27 June 2026, 14:11

Dieter Nuhrs Femizid-Witze entfachen Debatte über Satire und Verantwortung

Dieter Nuhrs Misogynie-Witze

Dieter Nuhrs Femizid-Witze entfachen Debatte über Satire und Verantwortung

Der deutsche Komiker Dieter Nuhr hat mit Witzen über Femizide in einer aktuellen ARD-Sendung heftige Kritik ausgelöst. Seine Äußerungen fallen in eine Zeit, in der Deutschland jährlich zwischen 300 und 350 Morde an Frauen verzeichnet. Die Rundfunkanstalten verteidigen seine Auftritte als Satire und verweisen auf die künstlerische Freiheit.

In der Sendung „witzelte“ Nuhr, Parkplätze seien „strukturell zu klein“ für Frauen. Zudem schlug er vor, Frauen sollten ihren Partner vor dem Sex besser kennenlernen – um nicht ermordet zu werden. Die meisten Femizide in Deutschland werden von (Ex-)Partnern oder nahen Bezugspersonen verübt.

Kritiker werfen ihm vor, sein Humor sei plump und bediene sich der Täter-Opfer-Umkehr. Statt die Verantwortung bei den Gewalttätern zu suchen, würden seine Witze Frauen in die Pflicht nehmen. Trotz der Empörung betonte der Rundfunksender rbb, Nuhrs Programm falle unter die künstlerische und satirische Freiheit.
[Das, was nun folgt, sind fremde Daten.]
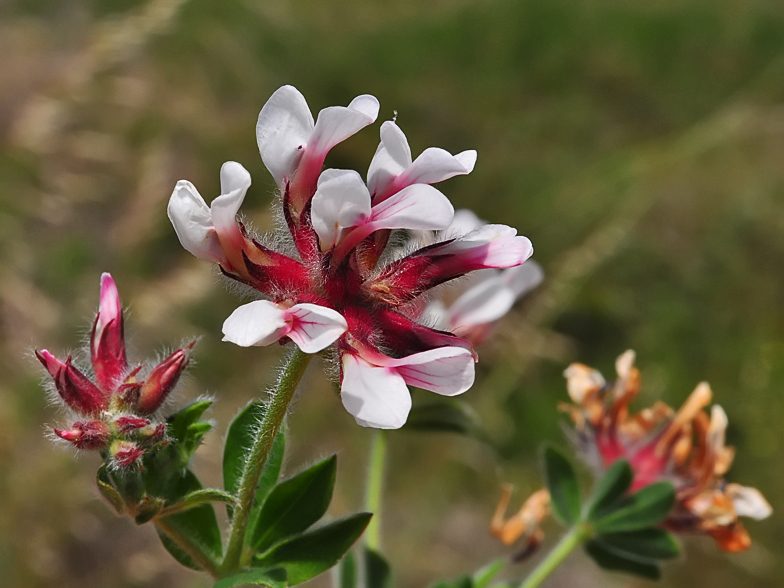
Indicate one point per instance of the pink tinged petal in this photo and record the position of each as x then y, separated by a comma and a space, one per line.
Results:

Öffentlich-rechtliche Sender bieten Nuhr weiterhin eine Bühne – obwohl seine Comedy Frauen häufig zur Pointe degradiert. Zwar sind sie rechtlich zur Wahrung der Menschenwürde verpflichtet, doch seine Auftritte bleiben im Programm. Nuhr selbst bestreitet, dass es in Deutschland ein strukturelles Problem mit Femiziden gebe. Seine Aussagen stoßen auf scharfe Verurteilung, da sie Gewalt gegen Frauen verharmlosen würden.

Die Debatte zeigt das Spannungsfeld zwischen Meinungsfreiheit und Verantwortung im öffentlich-rechtlichen Rundfunk auf.